Le cas des femmes du Sud-Liban montre que la résistance prend souvent des formes ordinaires, ancrées dans le quotidien. Il ne s’agit pas seulement de tenir un discours politique, mais de continuer à faire vivre des champs, des maisons et des liens familiaux malgré les destructions. Leur rôle est essentiel parce qu’il relie la survie immédiate à la mémoire d’un territoire.

  • ✅ Elles maintiennent des activités agricoles indispensables à l’alimentation locale.
  • ✅ Elles contribuent à préserver les liens sociaux quand l’exil disperse les familles.
  • ✅ Elles participent à la transmission de savoir-faire utiles pour reconstruire.
  • ✅ Elles incarnent une forme de continuité face aux ruptures imposées par la guerre.

Pour aller plus loin sur les liens entre écologie, justice sociale et territoires fragilisés, on peut aussi consulter notre point sur la biodiversité et ses enjeux ou notre décryptage des pluies acides.

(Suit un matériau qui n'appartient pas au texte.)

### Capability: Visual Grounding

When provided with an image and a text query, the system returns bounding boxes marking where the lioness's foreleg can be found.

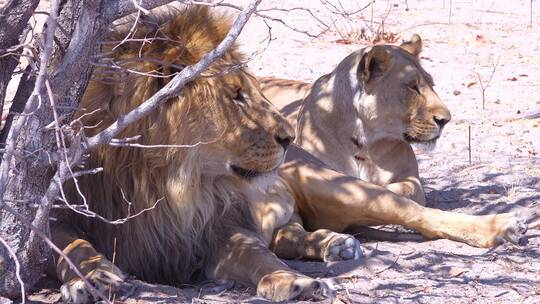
[385,176,426,206]
[52,225,125,303]
[270,214,362,262]
[207,229,334,301]
[280,149,526,247]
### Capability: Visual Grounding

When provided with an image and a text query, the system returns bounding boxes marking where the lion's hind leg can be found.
[271,214,362,262]
[53,227,125,303]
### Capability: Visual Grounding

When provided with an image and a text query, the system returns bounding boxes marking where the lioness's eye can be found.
[233,89,247,105]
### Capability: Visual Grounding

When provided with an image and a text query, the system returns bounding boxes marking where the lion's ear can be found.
[358,45,392,83]
[399,34,422,56]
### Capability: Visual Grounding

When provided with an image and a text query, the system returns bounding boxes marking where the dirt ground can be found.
[16,0,540,303]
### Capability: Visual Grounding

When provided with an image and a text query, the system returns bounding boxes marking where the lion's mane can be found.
[64,7,252,284]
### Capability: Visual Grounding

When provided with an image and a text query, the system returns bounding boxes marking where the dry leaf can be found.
[448,267,469,278]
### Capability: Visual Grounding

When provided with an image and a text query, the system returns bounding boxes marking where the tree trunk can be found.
[0,0,177,298]
[0,0,39,119]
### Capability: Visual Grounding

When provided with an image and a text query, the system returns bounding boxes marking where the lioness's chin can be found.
[403,133,440,145]
[229,164,277,180]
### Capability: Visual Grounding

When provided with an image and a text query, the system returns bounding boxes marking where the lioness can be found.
[260,34,434,205]
[51,7,361,303]
[261,35,526,249]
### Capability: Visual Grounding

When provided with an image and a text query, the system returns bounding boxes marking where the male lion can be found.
[52,7,361,303]
[261,35,526,249]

Ces articles n’abordent pas le Liban, mais ils aident à mieux comprendre pourquoi la dégradation d’un milieu a presque toujours des conséquences humaines.

Aspect du quotidienEffet de la guerreRôle des femmes
Accès aux champsRoutes et ponts endommagésMaintenir la production quand c’est possible
Alimentation familialeCircuits de vente perturbésConserver, cuisiner, répartir les ressources
Vie localeDéplacements et exilsPréserver les liens entre voisins et familles
Mémoire du territoireDestructions matériellesTransmettre les savoir-faire et l’attachement au lieu

Au fond, cette histoire rappelle une chose simple : dans les zones de conflit, la résilience ne se mesure pas seulement à la capacité de reconstruire les bâtiments, mais aussi à celle de maintenir une vie commune. Les femmes du Sud-Liban en donnent un exemple concret, à la fois modeste et décisif. Leur présence sur la terre, malgré l’exil et les destructions, dit quelque chose d’essentiel sur la force des liens entre les personnes, les cultures et les paysages.